N’est-ce pas maintenant qu’il faut réfléchir sur cette future problématique afin d’éviter de se trouver face à une abhération du logement ?
Les propositions que j’ai émises peuvent paraître puériles, pourtant le partage de l’espace et les façons de nouvelles constructions devraient prises en considération. Je prédis que demain des
ensembles insalubres vont se créer, il y aura de plus en plus de sans domiciles fixes, des occupations illégales de domiciles, et d’entassement dans des espaces exigus,et je dois en
oublier.
Est-ce cela que veulent les gouvernements qui se battent pour obtenir le pouvoir ?
Il est une autre piste que celles des constructions en étage et en castors :
Ce qui est étrange c’est qu’il existe de nombreuses habitations vides, pas en ville, pas dans des grandes villes, non, dans des campagnes qui se désertent. Ne pourrait- on pas, dans un premier temps prendre des mesures pour repeupler ces espaces vides ?
Travailler sur des hypothèses pour créer de l’emploi et faire revivre ces villes qui se « fantômisent » ?
Il existe des pistes, des délocalisations sont possibles, de la grande ville à la campagne.
Les infrastructures existent pour le transport et les communications. Si elles n’existent pas, nous pouvons les créer.
Créer ces infrastructures donnera de l’emploi, temporaire certes, mais de l’emploi.
Le tissu économique d’un village est une volonté politique. Nous connaissons les façons de relancer ces commerces qui reconstruisent ces concentrations d’habitat.
Exemple un RMiste est une entreprise possible, un chercheur d'emploi l'est aussi.
Au lieu de mettre en place ces lois qui obligent le chômeur à prendre un emploi qui n'est pas forcement celui auquel il aspire, pourquoi ne pas l'inciter à ouvrir un commerce, un atelier
artisanal, devenir artisan ?
L'argent de l'état serait mieux reparti et là, la loi serait plus juste. Inciter mais ne pas obliger. Des mesures qui
donnerait envie de quitter ces bidonvilles et ces quartiers nuisibles pour la bonne éducation de nos enfants.
-Ce qui dépeuplerait nos prisons- autre effet positif.

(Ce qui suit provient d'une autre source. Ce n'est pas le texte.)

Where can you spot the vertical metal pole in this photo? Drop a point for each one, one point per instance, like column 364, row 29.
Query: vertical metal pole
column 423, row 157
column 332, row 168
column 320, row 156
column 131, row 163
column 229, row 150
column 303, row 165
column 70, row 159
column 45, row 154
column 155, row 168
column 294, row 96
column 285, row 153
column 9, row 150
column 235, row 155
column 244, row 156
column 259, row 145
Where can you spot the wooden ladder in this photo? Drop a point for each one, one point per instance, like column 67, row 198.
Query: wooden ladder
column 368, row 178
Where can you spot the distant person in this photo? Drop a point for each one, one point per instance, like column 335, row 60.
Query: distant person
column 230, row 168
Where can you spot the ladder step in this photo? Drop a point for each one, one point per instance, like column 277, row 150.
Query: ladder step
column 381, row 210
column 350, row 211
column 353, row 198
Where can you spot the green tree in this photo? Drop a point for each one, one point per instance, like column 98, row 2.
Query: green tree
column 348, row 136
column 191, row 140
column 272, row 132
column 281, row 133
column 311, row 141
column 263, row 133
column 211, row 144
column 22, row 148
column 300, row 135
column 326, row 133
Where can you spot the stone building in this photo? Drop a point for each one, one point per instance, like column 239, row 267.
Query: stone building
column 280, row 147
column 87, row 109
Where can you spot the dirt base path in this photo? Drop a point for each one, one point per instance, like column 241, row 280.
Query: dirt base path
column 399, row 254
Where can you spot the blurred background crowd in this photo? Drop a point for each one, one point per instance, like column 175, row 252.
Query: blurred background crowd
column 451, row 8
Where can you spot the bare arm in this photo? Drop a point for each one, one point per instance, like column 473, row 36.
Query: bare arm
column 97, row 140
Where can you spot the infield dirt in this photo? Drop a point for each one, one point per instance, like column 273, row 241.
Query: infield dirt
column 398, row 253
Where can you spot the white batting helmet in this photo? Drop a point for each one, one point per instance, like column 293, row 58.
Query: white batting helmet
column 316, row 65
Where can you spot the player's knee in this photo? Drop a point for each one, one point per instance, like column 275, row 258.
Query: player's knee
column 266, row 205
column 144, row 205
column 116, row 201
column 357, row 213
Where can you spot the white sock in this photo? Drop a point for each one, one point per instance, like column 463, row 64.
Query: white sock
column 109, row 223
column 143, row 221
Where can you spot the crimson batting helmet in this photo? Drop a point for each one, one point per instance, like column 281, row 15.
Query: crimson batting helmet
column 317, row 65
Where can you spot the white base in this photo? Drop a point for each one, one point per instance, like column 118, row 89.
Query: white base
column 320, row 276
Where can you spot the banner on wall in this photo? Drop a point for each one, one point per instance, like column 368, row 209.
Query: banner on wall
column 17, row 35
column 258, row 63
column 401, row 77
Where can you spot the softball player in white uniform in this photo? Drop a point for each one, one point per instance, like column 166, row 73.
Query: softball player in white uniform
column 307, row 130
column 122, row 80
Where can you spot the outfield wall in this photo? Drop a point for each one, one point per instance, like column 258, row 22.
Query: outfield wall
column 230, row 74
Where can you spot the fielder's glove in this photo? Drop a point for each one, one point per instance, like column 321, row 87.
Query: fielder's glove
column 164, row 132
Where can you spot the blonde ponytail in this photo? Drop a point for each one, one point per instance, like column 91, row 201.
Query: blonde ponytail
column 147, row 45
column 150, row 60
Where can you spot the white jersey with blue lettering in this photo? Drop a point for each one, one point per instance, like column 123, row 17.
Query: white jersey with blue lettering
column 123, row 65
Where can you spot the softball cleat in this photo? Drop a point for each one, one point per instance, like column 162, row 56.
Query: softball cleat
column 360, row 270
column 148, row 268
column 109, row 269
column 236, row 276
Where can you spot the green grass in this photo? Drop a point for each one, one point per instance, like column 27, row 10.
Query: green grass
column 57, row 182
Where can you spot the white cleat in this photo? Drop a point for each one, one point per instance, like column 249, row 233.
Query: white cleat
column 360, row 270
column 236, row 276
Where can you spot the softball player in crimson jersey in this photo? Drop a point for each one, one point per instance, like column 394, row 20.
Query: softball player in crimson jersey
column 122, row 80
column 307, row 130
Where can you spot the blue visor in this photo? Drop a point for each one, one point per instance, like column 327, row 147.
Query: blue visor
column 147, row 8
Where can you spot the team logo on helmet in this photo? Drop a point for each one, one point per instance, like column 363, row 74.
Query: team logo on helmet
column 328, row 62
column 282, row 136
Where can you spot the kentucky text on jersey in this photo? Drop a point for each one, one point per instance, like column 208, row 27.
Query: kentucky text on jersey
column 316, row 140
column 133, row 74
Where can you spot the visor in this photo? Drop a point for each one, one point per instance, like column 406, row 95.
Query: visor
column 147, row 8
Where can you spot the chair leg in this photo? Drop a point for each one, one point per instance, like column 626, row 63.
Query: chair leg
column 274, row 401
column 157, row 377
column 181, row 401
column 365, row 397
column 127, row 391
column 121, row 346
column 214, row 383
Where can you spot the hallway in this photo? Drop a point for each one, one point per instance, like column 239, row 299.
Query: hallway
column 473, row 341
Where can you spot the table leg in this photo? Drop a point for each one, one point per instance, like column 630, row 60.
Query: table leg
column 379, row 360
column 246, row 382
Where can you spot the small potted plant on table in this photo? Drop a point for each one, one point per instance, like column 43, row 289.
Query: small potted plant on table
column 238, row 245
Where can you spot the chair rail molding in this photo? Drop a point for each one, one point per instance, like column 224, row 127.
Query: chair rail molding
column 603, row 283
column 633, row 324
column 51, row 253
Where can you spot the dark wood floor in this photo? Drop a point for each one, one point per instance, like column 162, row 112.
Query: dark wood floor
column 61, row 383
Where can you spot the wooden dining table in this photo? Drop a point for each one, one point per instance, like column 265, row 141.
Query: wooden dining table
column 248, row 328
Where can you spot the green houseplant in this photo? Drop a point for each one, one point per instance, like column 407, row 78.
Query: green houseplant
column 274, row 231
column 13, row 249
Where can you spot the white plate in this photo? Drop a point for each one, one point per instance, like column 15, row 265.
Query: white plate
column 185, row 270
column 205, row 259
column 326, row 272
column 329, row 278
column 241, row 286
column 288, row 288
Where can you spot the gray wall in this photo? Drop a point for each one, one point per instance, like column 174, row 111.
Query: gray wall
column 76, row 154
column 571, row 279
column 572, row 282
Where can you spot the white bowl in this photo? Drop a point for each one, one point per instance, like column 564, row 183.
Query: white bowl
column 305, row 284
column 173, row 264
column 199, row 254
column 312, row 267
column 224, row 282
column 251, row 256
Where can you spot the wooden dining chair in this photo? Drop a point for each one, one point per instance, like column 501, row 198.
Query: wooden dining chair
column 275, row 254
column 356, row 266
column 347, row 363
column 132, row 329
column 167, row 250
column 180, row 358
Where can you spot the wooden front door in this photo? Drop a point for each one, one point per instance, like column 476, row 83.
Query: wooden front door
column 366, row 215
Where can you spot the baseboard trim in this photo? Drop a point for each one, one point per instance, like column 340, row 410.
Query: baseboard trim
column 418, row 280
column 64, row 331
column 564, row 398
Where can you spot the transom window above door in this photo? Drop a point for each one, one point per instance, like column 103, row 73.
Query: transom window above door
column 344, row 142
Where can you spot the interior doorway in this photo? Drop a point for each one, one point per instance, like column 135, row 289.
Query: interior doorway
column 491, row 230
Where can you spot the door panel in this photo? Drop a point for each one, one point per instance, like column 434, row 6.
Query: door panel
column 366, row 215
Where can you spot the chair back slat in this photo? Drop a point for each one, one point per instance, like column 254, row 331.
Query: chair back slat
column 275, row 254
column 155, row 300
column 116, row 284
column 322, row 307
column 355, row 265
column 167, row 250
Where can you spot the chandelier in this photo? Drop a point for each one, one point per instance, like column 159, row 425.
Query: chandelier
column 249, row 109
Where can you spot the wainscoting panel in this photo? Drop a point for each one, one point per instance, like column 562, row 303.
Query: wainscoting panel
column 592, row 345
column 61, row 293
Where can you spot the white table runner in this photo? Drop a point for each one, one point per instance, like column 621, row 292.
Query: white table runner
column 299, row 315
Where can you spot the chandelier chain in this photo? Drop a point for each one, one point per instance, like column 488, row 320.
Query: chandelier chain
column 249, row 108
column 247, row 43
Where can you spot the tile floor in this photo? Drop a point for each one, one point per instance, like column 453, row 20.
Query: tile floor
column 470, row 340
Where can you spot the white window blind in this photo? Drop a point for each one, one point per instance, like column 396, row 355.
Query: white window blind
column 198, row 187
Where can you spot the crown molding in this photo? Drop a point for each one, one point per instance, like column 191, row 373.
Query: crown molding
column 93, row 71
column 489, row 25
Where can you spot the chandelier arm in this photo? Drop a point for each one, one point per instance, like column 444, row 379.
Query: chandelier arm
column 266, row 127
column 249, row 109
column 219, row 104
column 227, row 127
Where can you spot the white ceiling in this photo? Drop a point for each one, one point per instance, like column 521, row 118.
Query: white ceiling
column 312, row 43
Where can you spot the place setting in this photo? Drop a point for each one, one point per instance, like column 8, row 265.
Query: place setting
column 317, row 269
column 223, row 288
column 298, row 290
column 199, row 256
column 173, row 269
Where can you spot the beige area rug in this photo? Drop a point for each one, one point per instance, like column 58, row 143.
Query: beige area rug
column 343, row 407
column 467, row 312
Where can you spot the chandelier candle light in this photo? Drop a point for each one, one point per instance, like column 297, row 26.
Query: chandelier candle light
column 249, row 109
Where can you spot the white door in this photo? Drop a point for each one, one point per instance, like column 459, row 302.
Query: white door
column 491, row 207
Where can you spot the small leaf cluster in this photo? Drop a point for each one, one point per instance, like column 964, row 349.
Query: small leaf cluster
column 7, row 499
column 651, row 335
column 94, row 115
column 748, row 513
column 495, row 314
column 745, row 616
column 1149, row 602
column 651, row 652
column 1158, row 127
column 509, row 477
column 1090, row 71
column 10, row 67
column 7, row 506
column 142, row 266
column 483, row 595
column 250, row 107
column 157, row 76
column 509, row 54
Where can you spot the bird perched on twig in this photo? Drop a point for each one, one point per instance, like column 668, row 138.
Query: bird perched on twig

Déplacer la population pour une cause juste n’est pas utopique, ni une faute humanitaire. Mais contrerait toutes ces misères en bas de nos quartiers. Il est faux de croire que seule la ville
donne de l’emploi, du confort et autres puérilités.
Je reste convaincu qu’il faut se pencher sur ce souci de l'habitat qui n’est pas encore majeur, mais qui ne va pas tarder de le devenir.
Et comme nous le voyons le repeuplement engendrerait des effets bénéfiques :
L'emploi et le logement des sans domiciles fixes, où de ceux qui vivent dans des lieux insalubres, n'étant souvent qu'un foyer pour une délinquance en plein essor.
Rééquilibrage de la population.
De plus, cette pensée rejoint l’idée du prix du loyer lié à l’offre et la demande.
Nous saturons dans les mégapoles, tandis que des villages se meurent de leurs enfants qui partent.